Definition
Ein generalisiertes Muster der Immunaktivierung des Wirts, das sich in systemischen physiologischen und laborchemischen Veränderungen (z. B. veränderte Temperaturregulation, Herz‑ und Atemfrequenz, Leukozytenzahlen) äußert und durch verschiedene schädigende Einflüsse wie Infektion, Trauma, Ischämie‑Reperfusionsverletzung oder immunologische Schädigung ausgelöst wird.
Prinzip
Prinzip
Die systemische Entzündungsreaktion spiegelt eine auf Wirtsebene erfolgende Aktivierung angeborener und adaptiver Wege wider, ausgelöst durch einen schädigenden Stimulus; wenn diese Reaktion dysreguliert oder übermäßig ist, kann sie unabhängig von der ursächlichen Läsion Organdysfunktion verursachen.
Demonstration
Demonstration
Illustratives Szenario: Situation — Ein Patient entwickelt eine akute Pankreatitis. Erkennung — Fieber, Tachykardie, Tachypnoe und Leukozytose signalisieren eine systemische Entzündungsreaktion. Handlung — Kliniker suchen nach infektiösen Quellen und überwachen die Organfunktion, während sie supportive Maßnahmen gegen den Auslöser und Komplikationen ergreifen.
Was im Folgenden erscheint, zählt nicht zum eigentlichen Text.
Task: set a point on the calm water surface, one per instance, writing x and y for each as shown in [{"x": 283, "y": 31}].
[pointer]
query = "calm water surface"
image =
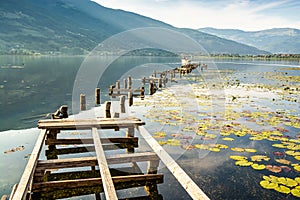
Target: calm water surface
[{"x": 30, "y": 87}]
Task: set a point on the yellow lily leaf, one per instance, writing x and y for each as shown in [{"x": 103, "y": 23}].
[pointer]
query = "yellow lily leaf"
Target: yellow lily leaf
[
  {"x": 258, "y": 167},
  {"x": 238, "y": 157},
  {"x": 201, "y": 146},
  {"x": 279, "y": 145},
  {"x": 295, "y": 192},
  {"x": 258, "y": 158},
  {"x": 215, "y": 149},
  {"x": 228, "y": 139},
  {"x": 283, "y": 189},
  {"x": 237, "y": 149},
  {"x": 297, "y": 168},
  {"x": 283, "y": 161},
  {"x": 250, "y": 150},
  {"x": 243, "y": 163},
  {"x": 291, "y": 182}
]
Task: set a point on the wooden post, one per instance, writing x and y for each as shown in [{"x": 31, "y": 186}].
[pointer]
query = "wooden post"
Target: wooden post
[
  {"x": 125, "y": 83},
  {"x": 130, "y": 98},
  {"x": 116, "y": 115},
  {"x": 111, "y": 89},
  {"x": 142, "y": 93},
  {"x": 144, "y": 80},
  {"x": 82, "y": 102},
  {"x": 108, "y": 185},
  {"x": 130, "y": 134},
  {"x": 107, "y": 109},
  {"x": 129, "y": 82},
  {"x": 165, "y": 80},
  {"x": 97, "y": 96},
  {"x": 159, "y": 83},
  {"x": 118, "y": 86},
  {"x": 122, "y": 103},
  {"x": 150, "y": 87}
]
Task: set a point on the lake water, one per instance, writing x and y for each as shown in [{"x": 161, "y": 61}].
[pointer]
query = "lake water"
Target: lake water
[{"x": 30, "y": 87}]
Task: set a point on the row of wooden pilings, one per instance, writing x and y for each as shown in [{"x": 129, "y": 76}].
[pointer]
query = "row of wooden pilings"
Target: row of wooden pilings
[{"x": 153, "y": 81}]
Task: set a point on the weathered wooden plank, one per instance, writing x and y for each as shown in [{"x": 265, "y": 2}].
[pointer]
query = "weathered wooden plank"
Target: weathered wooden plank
[
  {"x": 90, "y": 182},
  {"x": 73, "y": 150},
  {"x": 87, "y": 124},
  {"x": 70, "y": 141},
  {"x": 92, "y": 161},
  {"x": 130, "y": 118},
  {"x": 108, "y": 185},
  {"x": 61, "y": 194},
  {"x": 187, "y": 183},
  {"x": 27, "y": 176}
]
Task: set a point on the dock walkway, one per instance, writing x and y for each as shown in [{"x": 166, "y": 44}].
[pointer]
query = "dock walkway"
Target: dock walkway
[{"x": 90, "y": 169}]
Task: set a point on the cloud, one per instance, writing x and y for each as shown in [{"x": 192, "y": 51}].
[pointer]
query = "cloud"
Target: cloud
[{"x": 239, "y": 14}]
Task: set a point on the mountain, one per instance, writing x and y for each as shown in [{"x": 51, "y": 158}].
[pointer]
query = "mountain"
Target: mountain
[
  {"x": 77, "y": 26},
  {"x": 277, "y": 40}
]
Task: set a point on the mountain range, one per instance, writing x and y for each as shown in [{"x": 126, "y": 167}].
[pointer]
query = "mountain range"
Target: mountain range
[
  {"x": 78, "y": 26},
  {"x": 276, "y": 40}
]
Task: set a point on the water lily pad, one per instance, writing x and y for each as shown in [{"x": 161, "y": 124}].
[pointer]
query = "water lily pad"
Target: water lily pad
[
  {"x": 278, "y": 153},
  {"x": 221, "y": 146},
  {"x": 228, "y": 139},
  {"x": 286, "y": 169},
  {"x": 237, "y": 149},
  {"x": 258, "y": 167},
  {"x": 259, "y": 158},
  {"x": 162, "y": 142},
  {"x": 279, "y": 145},
  {"x": 295, "y": 192},
  {"x": 214, "y": 149},
  {"x": 201, "y": 146},
  {"x": 297, "y": 168},
  {"x": 243, "y": 163},
  {"x": 159, "y": 134},
  {"x": 268, "y": 185},
  {"x": 291, "y": 182},
  {"x": 283, "y": 161},
  {"x": 283, "y": 189},
  {"x": 251, "y": 150},
  {"x": 173, "y": 142},
  {"x": 274, "y": 168},
  {"x": 238, "y": 157},
  {"x": 282, "y": 180}
]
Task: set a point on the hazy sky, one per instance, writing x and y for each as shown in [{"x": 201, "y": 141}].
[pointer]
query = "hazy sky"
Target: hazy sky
[{"x": 238, "y": 14}]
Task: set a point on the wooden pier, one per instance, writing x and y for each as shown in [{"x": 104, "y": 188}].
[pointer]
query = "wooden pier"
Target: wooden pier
[{"x": 82, "y": 166}]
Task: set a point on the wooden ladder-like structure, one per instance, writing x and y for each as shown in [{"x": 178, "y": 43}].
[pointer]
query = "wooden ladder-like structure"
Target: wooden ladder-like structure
[{"x": 38, "y": 178}]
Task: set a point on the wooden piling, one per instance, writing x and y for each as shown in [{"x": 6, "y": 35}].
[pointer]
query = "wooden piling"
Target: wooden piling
[
  {"x": 97, "y": 96},
  {"x": 142, "y": 93},
  {"x": 107, "y": 109},
  {"x": 118, "y": 86},
  {"x": 82, "y": 102},
  {"x": 125, "y": 83},
  {"x": 129, "y": 82},
  {"x": 130, "y": 98},
  {"x": 116, "y": 115},
  {"x": 111, "y": 89},
  {"x": 159, "y": 83},
  {"x": 144, "y": 80},
  {"x": 122, "y": 103}
]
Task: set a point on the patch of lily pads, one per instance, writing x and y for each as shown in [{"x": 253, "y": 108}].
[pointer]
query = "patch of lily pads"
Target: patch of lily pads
[{"x": 282, "y": 184}]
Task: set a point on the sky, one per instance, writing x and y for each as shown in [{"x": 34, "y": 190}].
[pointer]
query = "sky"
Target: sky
[{"x": 248, "y": 15}]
Folge — Das Muster veranlasst eine intensivere Überwachung und Therapie, weil systemische Entzündung das Risiko organischer Dysfunktion erhöht, selbst wenn keine Infektion vorliegt.
Fehlanwendung
Fehlanwendung
Fehlinterpretation: Systemische Entzündungsreaktion mit gesicherter Infektion gleichsetzen. Warum plausibel — Infektionen führen häufig zu systemischen Zeichen. Semantischer Fehler — Systemische Entzündungsreaktion ist eine Wirtsreaktion, die steril (z. B. Trauma, Operation, Ischämie) sein kann und daher nicht per se eine Infektion bestätigt.
Konsequenz
Konsequenz
Die Erkennung einer systemischen Entzündungsreaktion führt kausal zu einer erweiterten diagnostischen Abklärung (Suche nach infektiösen und nicht‑infektiösen Ursachen), erhöhter Überwachung auf Organdysfunktion und Einleitung supportiver Therapien; Fehldeutung als rein infektiös kann zu unnötiger antimikrobieller Exposition oder unangemessenem diagnostischen Fokus führen.
Umkehrung
Umkehrung
Einschränkungen: Das systemische Entzündungsmuster ist weder spezifisch noch stets schädlich; vorübergehende, regulierte systemische Entzündungen können Teil einer effektiven Wirtsabwehr sein. Außerdem variieren Klassifikationssysteme und diagnostische Schwellenwerte kontextabhängig, sodass die alleinige Anwendung eines Kriteriensatzes zu Fehlklassifikationen führen kann.
Abgrenzung
Abgrenzung
Eindeutig innerhalb — Diffuse klinische und laborchemische Auffälligkeiten, die nach einer identifizierbaren Schädigung auf eine systemische Entzündungsaktivierung des Wirts zurückzuführen sind. Grenzfall — Postoperative Temperaturerhöhung: Begleitet von weiteren systemischen Zeichen kann sie eine systemische Entzündung darstellen; ist sie isoliert und selbstlimitiert, kann sie eine physiologische Reaktion sein. Deutlich außerhalb — Lokalisierte Entzündung auf ein Organ oder Gewebe beschränkt ohne systemische physiologische Veränderung.
Semantische Spannung
Semantische Spannung
Spannung zwischen früher Erkennung zur Prävention von Organdysfunktionen (zugunsten der Sensitivität) und dem Risiko der Überdiagnose mit unnötigen Interventionen (zugunsten der Spezifität) bei Anwendung systemischer Entzündungskriterien.
Synthese
Synthese
Die systemische Entzündungsreaktion ist ein klinisches Muster, das eine auf den Wirt bezogene Aktivierung anzeigt und kontextuell interpretiert werden muss — ihr Vorhandensein veranlasst Abklärung und supportive Maßnahmen, ersetzt jedoch ohne Kontextintegration nicht die definitive Diagnose einer Infektion oder eine valide Prognose.